APF's Network Summaries

Friday, November 20, 2009

Skilled in the Art of Being Idle: Reducing Energy Waste in Networked Systems

A "sleeping" device uses less power than an idle-but-turned-on machine but loses its ability to respond to network events. This paper explores different ways of setting a machine to sleep without losing network presence, so that computer users will be more willing to actually use sleep modes. Notably, they look at two approaches: Wake-on-Lan (WoL), which allows machines to be woken up remotely with a special magic packet; and the use of a "proxy" that handles traffic on behalf of a sleeping host (potentially waking the machine).

1. Is the problem worth solving? They look at 250 machines (a mix of desktops and notebooks) in both home and work settings. If a person hasn't used a machine for 15 mins they classify it as "idle", and the machines in their study are idle a huge percentage of the time. That's a big opportunity for sleep-but-present.

2. What network traffic do idle machines see? They use BRO to record the traffic. They find that both at home and at work, machines are receiving nearly constant network traffic (although home networks are quieter). If they were going to wake up a machine for EVERY PACKET, machines wouldn't get to sleep much: not at all in the office, and only about 50% of idle time at home. This implies that a selective wakeup mechanism (only wake for some packets) would be better.

To try to figure out what kind of policy would be good (which packets should they wake for?), they broke down idle-time traffic by communication type (multi/uni/broadcast), incoming vs outgoing, and protocol. Outgoing traffic is mostly unicast, incoming is multi/uni/broadcast (so a proxy would need to handle all 3). Incoming broadcast and multicast chatter are largely responsible for poor sleep; proxying & ignoring them would save a lot of sleep time.

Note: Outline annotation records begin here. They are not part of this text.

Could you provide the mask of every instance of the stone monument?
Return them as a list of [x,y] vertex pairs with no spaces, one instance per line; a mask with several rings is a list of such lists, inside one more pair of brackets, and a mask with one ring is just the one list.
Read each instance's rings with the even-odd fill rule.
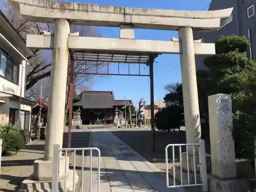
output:
[[212,174],[222,179],[236,178],[231,96],[218,94],[208,100]]
[[231,96],[211,95],[208,102],[211,160],[209,191],[247,191],[247,181],[237,179]]

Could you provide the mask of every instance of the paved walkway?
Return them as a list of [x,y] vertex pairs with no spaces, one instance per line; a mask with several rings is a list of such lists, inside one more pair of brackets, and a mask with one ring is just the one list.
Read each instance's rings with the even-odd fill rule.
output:
[[[186,191],[183,188],[167,188],[164,173],[108,132],[107,129],[92,130],[89,147],[98,147],[101,152],[101,191]],[[81,166],[82,157],[81,156],[78,156],[77,154],[76,158],[76,169],[77,170],[79,169],[78,167]],[[97,170],[98,161],[96,152],[93,153],[92,159],[93,183],[92,191],[95,192],[98,191]],[[85,161],[86,168],[84,168],[86,170],[84,172],[83,191],[87,192],[90,191],[89,154]],[[78,170],[77,172],[79,178],[81,178],[81,171]],[[170,184],[172,181],[170,181]],[[81,181],[79,181],[76,191],[81,191]]]

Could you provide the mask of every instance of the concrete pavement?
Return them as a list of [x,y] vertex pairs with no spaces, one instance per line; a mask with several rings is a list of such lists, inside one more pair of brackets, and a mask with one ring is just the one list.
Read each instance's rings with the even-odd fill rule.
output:
[[[185,192],[183,188],[168,189],[166,187],[165,174],[155,165],[125,144],[105,129],[92,130],[90,147],[99,148],[100,157],[101,191],[112,192]],[[131,138],[132,139],[132,138]],[[90,155],[87,154],[84,164],[83,191],[90,191]],[[72,159],[71,158],[71,161]],[[77,160],[77,158],[76,158]],[[76,167],[81,166],[80,161],[76,161]],[[97,191],[97,170],[98,157],[92,157],[92,191]],[[72,164],[73,162],[71,162]],[[78,172],[81,180],[81,171]],[[173,181],[170,181],[170,183]],[[82,181],[77,187],[80,191]]]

Most broadcast and multicast protocols can be ignored or responded to by the proxy (eg the proxy can respond to ARP queries or SSDP packets without waking the host).

3. What is the design space for a proxy? They come up with 4 example policies that wake/respond/ignore in different ways. "Proxy_3" performs the best, reclaiming 70% of idle time for sleeping; it only wakes up for telnet, ssh, VNC, SMB file-sharing, and NetBIOS. The proxy will also respond to certain packets. This is "non-transparent" because it will make the machine seem asleep for certain protocols that don't fall in their interest range.

It seems like administrator-customized proxy policies might be a good idea; administrator would have their own insights on what is important. For example, I would happily sleep my machine if I could selectively wake it up just for ssh! Perhaps the EECS admins might ask me to have it respond to a few other things.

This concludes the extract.